My plan is to make Exploding Lips a full release, meaning that it downloads from payloads and is listed on Steam under “goddgames” of course, being a shooter.

Even though it is a shooter, there’s no blood, no gore, no guns, no dead body — just magical weapons that make the lips explode into a zillion pieces in a “toon-like” manner, and the little balls of tiny harmless lips bounce around, and then vanish.

It’s actually a non-violent shooter, if such a thing is possible, and could maybe serve as a kid’s game, although I wouldn’t know what ages would be okay. Personally, I think it’s no more violent than Mario Bros. or Zelda, and they definitely fall into the “okay for kids” category in my opinion.

I don’t pay any attention to the ratings that come from government — they’re well-paid to favor the big guys, and indie game producers have zero chance of success, unless you consider the game itself.

If the game gets out there and nobody makes any money, that’s probably the only game you’ll ever see from that game developer.

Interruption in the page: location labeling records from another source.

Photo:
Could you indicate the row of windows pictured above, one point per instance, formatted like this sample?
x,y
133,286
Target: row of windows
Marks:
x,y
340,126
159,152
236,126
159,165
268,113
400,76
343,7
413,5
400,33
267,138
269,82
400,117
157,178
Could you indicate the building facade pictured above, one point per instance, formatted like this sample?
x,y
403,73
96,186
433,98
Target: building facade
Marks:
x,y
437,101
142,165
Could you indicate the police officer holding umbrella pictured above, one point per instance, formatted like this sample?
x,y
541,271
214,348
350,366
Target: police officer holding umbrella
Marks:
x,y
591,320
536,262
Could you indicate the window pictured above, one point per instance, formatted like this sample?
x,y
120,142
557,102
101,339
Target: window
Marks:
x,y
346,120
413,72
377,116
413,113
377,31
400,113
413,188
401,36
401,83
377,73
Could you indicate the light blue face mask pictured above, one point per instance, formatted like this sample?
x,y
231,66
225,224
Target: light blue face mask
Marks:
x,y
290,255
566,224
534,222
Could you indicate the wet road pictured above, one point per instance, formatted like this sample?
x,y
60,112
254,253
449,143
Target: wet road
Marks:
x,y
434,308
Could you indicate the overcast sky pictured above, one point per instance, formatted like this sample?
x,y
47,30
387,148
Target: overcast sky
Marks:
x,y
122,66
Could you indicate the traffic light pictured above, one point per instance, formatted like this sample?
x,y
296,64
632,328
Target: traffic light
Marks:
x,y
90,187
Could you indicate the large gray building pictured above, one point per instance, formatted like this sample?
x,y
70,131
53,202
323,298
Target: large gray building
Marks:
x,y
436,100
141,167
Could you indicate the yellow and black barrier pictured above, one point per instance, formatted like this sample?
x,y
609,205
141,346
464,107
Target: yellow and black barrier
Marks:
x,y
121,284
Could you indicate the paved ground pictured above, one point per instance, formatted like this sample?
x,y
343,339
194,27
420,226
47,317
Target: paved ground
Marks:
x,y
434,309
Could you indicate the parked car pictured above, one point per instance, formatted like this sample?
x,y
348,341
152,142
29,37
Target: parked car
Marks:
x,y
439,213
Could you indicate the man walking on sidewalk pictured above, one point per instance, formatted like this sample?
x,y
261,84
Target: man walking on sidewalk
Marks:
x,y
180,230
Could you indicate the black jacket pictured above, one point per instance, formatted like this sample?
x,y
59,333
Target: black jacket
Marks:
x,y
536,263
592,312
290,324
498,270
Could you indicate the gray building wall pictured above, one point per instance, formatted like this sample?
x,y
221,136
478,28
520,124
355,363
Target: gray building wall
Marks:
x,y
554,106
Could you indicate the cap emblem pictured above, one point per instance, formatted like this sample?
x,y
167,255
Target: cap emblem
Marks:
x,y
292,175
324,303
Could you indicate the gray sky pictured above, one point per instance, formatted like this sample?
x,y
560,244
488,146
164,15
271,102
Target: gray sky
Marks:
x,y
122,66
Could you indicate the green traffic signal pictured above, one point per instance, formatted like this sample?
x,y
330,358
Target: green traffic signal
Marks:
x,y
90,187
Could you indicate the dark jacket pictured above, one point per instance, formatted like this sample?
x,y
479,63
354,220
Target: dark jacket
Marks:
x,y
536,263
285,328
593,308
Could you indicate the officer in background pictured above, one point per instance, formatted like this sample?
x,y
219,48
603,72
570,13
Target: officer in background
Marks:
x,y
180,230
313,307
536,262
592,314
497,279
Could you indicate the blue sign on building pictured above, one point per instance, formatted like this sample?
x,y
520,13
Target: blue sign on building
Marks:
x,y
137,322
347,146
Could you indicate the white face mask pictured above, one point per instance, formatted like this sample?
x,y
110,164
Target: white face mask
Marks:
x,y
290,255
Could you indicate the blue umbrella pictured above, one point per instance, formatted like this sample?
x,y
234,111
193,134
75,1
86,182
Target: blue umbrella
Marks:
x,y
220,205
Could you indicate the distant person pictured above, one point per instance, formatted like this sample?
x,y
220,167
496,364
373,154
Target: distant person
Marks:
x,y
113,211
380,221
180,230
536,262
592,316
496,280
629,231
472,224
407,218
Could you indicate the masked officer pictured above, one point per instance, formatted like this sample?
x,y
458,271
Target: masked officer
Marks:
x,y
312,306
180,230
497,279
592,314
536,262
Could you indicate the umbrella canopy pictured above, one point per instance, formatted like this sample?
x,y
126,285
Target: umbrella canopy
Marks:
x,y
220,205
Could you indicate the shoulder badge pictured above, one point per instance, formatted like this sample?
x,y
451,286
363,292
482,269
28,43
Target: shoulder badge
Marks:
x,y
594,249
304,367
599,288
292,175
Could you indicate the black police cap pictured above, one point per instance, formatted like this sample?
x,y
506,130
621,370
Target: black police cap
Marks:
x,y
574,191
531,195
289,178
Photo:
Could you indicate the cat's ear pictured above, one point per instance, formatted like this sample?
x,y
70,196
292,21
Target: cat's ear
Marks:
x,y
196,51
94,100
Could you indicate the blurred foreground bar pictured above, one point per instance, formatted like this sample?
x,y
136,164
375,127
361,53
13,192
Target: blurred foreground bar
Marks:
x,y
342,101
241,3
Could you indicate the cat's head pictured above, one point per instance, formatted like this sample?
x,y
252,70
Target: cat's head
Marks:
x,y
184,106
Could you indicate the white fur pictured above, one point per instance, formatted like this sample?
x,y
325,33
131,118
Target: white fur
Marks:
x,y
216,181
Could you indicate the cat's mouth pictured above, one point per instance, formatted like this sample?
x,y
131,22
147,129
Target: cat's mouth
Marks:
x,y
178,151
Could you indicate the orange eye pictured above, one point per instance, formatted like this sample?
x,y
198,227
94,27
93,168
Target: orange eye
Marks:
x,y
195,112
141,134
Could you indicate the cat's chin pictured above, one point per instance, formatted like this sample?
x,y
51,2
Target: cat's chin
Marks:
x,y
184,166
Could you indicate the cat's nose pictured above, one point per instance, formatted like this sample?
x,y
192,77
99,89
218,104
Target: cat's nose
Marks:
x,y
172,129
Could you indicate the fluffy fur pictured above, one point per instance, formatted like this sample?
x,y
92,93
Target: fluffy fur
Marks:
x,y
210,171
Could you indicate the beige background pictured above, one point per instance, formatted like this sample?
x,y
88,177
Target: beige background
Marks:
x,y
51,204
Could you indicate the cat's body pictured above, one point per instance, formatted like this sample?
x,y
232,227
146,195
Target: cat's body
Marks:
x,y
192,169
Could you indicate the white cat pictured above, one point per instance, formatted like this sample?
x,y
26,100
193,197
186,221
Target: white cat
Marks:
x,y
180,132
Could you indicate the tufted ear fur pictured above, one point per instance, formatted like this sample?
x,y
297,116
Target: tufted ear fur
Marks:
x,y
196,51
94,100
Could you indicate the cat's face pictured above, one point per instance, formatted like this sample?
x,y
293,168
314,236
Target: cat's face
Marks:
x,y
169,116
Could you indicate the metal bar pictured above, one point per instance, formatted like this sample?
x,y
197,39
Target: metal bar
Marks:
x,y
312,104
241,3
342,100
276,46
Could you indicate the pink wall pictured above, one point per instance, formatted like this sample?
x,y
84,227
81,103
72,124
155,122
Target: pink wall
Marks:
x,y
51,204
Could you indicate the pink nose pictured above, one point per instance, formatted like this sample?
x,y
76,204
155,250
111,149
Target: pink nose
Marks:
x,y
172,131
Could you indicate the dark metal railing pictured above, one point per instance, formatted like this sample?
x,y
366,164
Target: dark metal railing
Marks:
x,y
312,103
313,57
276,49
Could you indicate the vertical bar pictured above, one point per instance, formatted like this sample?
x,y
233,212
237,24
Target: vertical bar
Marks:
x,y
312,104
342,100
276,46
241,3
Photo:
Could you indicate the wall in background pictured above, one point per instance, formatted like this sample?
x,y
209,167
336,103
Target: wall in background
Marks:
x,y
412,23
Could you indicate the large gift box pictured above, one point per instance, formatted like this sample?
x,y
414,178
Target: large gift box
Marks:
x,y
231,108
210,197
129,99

On the other hand, if a game makes money, it’s because a big guy stole it and dared the original creator to do anything about it.

I don’t expect much in the way of income from this game, although it took me 25 years to come up with the concept and write it as a working game, with the help of the goddgames team, which is Dick, Claude, Barbara and myself.

The thing is, we own the engine, the graphics, the sounds and all the effects in godd, and we can do whatever we like with those resources.

The other thing is, the editors for the godd engine were designed with me in mind, meaning that they operate on instinctive levels and allow creative design without the usual high-level math.

The godd editor is very instinctive, easy to use and very artist-friendly. I have made several museums with wall art, table art and large sculptural forms of bronze, marble, steel, wood, glass and more.

If you want to sell your original sculptures, you can do it, using the godd engine, but the key is, it has to be ONE OF A KIND or an edition of TEN — please believe me, these numbers are good. I have spent 30 years researching other options, and those two are the best.

Besides, making a very limited number of items is the only way to ensure that it’s an original, and I have a method of capturing a godd level as a unique work of art, signed, sealed and delivered, and you won’t want to sign too many of them to earn your living.

Frankly, the more things you produce, the cheaper you have to sell them, and it’s a downward spiral that never ends, a rabbit-hole that has no bottom.

Some of my testers and all of my Blueline Academy students have been asking “What is the storyline of Exploding Lips?”.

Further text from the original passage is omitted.